Mr Yakani, who claimed to have visited eight of the 10 states and one administrative area, alleged that despite traces of revenue collection, there was no tangible impact in terms of service delivery to the citizens in those states.
“Most of the state governments are now administering the personal income tax, and besides they have the responsibility of administering other state revenues,’’ he stated.
“So the majority of the governors are controlling the public revenue at the state level, and that has made service delivery through state-generated revenue level very, very low.”
“My appeal is that there is a need for the top leadership of the country to ensure that this does not give the state government officials to run away with the generated public revenues,” Yakani said.
Yakani called on the presidency to commission the national audit chamber to audit state governments and ascertain how the collection of revenue and spending is being managed in all the 10 states and three administrative areas.

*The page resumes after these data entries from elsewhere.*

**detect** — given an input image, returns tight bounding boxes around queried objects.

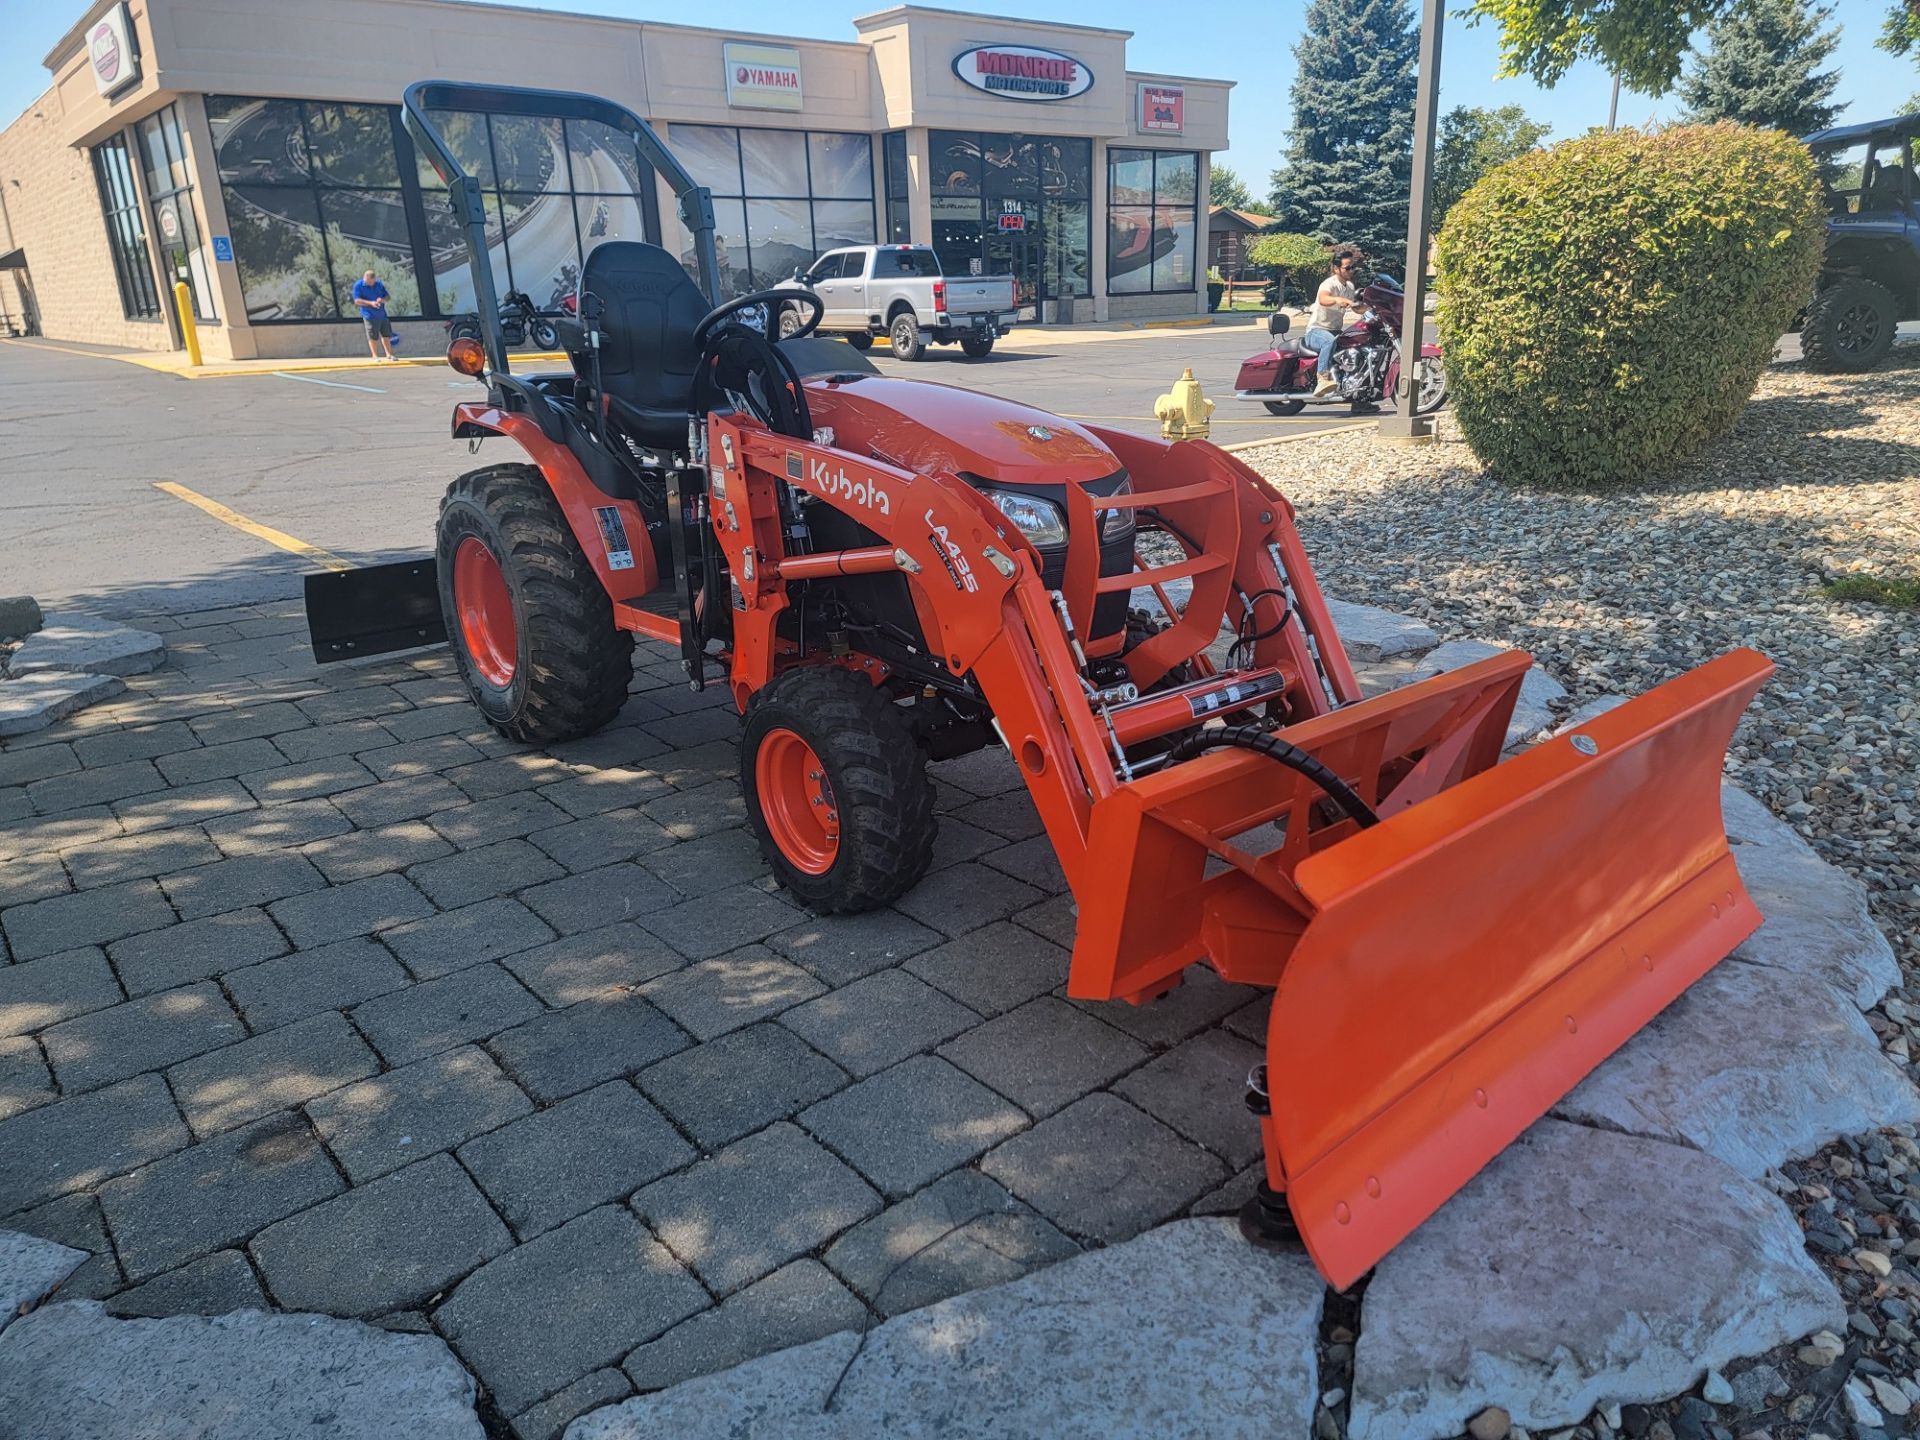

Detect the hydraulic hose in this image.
[1166,724,1381,829]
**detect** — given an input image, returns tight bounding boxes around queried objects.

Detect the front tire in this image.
[777,306,804,340]
[889,312,925,361]
[959,334,995,359]
[1263,398,1306,416]
[1802,277,1898,373]
[437,465,633,745]
[741,667,936,913]
[529,318,560,351]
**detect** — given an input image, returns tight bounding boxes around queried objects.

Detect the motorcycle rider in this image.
[1304,246,1362,399]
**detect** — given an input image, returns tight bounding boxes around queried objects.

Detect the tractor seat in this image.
[562,241,707,448]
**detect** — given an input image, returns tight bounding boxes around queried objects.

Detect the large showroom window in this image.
[883,131,911,245]
[207,96,424,321]
[928,130,1090,313]
[207,96,659,322]
[91,133,160,321]
[1107,148,1199,295]
[668,125,876,299]
[419,110,659,314]
[133,104,217,322]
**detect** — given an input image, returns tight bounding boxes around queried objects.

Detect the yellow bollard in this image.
[1153,367,1214,441]
[172,280,202,368]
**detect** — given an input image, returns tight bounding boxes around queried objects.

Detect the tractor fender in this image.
[449,400,658,602]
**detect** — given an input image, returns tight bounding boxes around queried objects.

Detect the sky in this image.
[0,0,1913,187]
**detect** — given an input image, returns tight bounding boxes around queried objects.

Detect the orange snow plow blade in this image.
[1265,648,1773,1288]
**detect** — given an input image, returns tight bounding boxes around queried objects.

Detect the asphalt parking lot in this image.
[0,320,1368,617]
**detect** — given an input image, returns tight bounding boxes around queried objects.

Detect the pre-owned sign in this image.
[88,2,140,99]
[1139,83,1184,133]
[724,42,803,112]
[952,45,1093,102]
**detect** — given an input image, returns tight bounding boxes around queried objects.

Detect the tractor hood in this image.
[802,374,1123,487]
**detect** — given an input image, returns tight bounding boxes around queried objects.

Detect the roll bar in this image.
[401,80,719,377]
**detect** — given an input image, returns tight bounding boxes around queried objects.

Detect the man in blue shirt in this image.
[351,269,402,361]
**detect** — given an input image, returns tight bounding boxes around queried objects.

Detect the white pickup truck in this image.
[775,244,1018,361]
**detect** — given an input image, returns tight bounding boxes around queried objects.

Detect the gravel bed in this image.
[1240,345,1920,1440]
[1238,346,1920,980]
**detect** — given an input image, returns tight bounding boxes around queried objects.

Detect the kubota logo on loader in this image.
[926,509,978,593]
[810,458,891,517]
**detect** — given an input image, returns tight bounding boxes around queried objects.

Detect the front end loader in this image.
[307,81,1773,1289]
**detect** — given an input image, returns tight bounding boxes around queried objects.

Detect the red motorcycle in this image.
[1233,274,1446,417]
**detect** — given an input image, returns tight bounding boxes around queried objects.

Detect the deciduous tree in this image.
[1210,165,1273,213]
[1433,105,1551,220]
[1465,0,1732,92]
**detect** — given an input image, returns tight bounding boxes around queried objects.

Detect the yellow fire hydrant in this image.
[1154,367,1213,441]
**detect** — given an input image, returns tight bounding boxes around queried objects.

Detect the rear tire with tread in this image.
[1802,277,1898,373]
[437,464,633,744]
[960,334,995,359]
[889,312,926,361]
[846,332,875,352]
[741,667,936,913]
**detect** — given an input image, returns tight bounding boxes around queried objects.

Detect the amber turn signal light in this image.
[447,337,487,376]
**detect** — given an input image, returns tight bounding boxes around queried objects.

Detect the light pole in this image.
[1607,72,1621,131]
[1379,0,1444,442]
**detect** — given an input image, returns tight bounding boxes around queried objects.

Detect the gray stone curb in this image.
[564,1218,1323,1440]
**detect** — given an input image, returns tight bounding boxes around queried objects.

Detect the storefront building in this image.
[0,0,1231,360]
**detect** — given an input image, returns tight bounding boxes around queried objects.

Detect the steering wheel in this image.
[694,289,823,348]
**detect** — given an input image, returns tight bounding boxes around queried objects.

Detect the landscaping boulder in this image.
[9,614,164,678]
[1347,1119,1842,1440]
[0,1302,485,1440]
[0,597,42,642]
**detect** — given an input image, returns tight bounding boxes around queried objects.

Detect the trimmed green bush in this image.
[1435,123,1824,488]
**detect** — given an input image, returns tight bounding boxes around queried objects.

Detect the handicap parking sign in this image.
[212,236,233,263]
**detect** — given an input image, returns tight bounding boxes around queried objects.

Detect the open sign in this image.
[997,213,1026,232]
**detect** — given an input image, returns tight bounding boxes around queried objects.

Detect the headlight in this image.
[1102,477,1134,541]
[983,489,1068,547]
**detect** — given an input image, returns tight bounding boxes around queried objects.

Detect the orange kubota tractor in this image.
[307,83,1772,1289]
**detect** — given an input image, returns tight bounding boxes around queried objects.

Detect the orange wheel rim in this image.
[453,536,516,688]
[755,728,840,875]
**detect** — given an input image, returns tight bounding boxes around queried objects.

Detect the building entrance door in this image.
[986,199,1037,320]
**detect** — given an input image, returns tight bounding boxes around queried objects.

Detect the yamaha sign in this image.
[952,45,1093,102]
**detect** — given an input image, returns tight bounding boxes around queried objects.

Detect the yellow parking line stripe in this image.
[153,481,352,572]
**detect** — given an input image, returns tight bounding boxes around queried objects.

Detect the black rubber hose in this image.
[1166,724,1381,829]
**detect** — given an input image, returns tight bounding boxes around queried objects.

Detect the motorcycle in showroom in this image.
[446,286,562,352]
[1233,275,1447,416]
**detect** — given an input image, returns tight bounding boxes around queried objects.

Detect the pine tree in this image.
[1679,0,1841,136]
[1269,0,1419,265]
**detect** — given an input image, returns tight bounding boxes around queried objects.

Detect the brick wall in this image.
[0,90,175,352]
[1107,290,1202,322]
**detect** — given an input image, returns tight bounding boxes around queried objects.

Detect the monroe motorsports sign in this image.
[952,45,1093,102]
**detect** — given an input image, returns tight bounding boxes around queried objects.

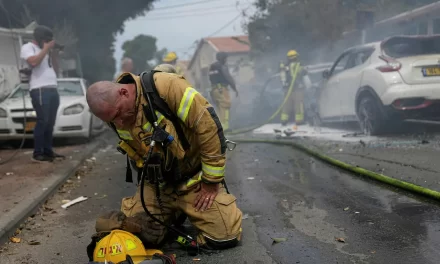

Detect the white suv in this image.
[318,35,440,135]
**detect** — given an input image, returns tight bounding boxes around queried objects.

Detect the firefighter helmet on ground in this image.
[163,52,178,63]
[287,50,298,58]
[93,230,159,263]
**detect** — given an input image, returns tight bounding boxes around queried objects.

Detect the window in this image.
[330,53,350,76]
[418,21,428,35]
[433,18,440,34]
[9,81,84,98]
[383,36,440,58]
[345,49,374,69]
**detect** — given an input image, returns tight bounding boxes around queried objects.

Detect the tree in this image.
[246,0,438,79]
[0,0,156,82]
[122,34,158,73]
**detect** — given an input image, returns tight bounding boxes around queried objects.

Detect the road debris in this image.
[96,194,107,199]
[335,237,345,243]
[242,214,249,220]
[272,237,287,244]
[5,172,14,176]
[247,177,255,180]
[355,211,360,214]
[344,207,350,211]
[61,196,88,209]
[10,237,21,243]
[193,258,201,261]
[28,240,41,245]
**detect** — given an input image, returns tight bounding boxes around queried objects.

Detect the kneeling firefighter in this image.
[280,50,308,126]
[85,70,243,256]
[208,52,239,131]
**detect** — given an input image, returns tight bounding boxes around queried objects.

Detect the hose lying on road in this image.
[232,138,440,201]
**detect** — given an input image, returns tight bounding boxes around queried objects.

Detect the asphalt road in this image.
[2,140,440,264]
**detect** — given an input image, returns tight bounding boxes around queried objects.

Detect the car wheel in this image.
[357,96,385,135]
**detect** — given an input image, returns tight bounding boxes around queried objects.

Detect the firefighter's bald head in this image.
[86,81,137,129]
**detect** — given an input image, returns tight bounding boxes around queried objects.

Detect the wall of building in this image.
[0,32,26,101]
[189,43,255,96]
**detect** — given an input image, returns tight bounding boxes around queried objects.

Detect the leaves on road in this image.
[335,237,345,243]
[272,237,287,244]
[10,237,21,243]
[28,240,41,245]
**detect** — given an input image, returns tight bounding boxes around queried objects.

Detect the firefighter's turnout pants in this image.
[120,182,242,247]
[281,88,304,124]
[210,84,231,130]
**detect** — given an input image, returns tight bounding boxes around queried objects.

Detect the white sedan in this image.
[0,78,106,140]
[318,35,440,135]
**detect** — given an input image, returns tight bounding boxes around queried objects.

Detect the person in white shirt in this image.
[20,25,65,163]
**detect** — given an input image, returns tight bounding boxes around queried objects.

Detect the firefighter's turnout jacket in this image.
[114,72,227,186]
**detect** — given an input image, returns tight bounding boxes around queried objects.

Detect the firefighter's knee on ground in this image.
[198,231,242,250]
[194,192,243,250]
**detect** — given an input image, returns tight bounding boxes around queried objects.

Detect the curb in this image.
[232,138,440,201]
[0,137,108,245]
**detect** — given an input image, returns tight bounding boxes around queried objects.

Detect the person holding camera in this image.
[20,25,64,162]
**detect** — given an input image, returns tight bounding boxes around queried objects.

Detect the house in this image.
[0,24,34,100]
[187,35,254,95]
[335,1,440,56]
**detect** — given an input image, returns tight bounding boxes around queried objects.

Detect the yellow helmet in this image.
[93,230,163,264]
[287,50,298,58]
[163,52,178,63]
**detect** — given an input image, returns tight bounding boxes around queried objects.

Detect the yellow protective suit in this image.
[112,72,242,247]
[280,61,304,124]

He added, “There are visible sources of revenues being collected but those revenues are not translated into services delivery and even there is lack of transparency around the management of the state-based collected revenues.”
In November 2021, during the governors’ forum in Juba, states were granted the collection of the PIT from employees of private sectors including non-governmental organisations following a thorough debate over the matter.
The consensus reached between the national and state governments was to allow the latter to avoid total dependency on the previous for funding some of the states’ developmental projects in line with the financial management reforms provided for by the revitalized peace agreement.
Since the inception of the coalition government in February 2020, financial management reform has been on top of government priorities. President Salva Kiir has been serious about the matter. In November, he ordered the Minister of Finance and Planning Agak Achuil to ensure corruption was avoided in public funds management.
Agak subsequently warned revenue collecting agencies saying: “The national revenue authority was created to collect the taxes. It is not a spending agency.
“All the money should be collected and I will be the one to release it. Do not take the money from the collection account.”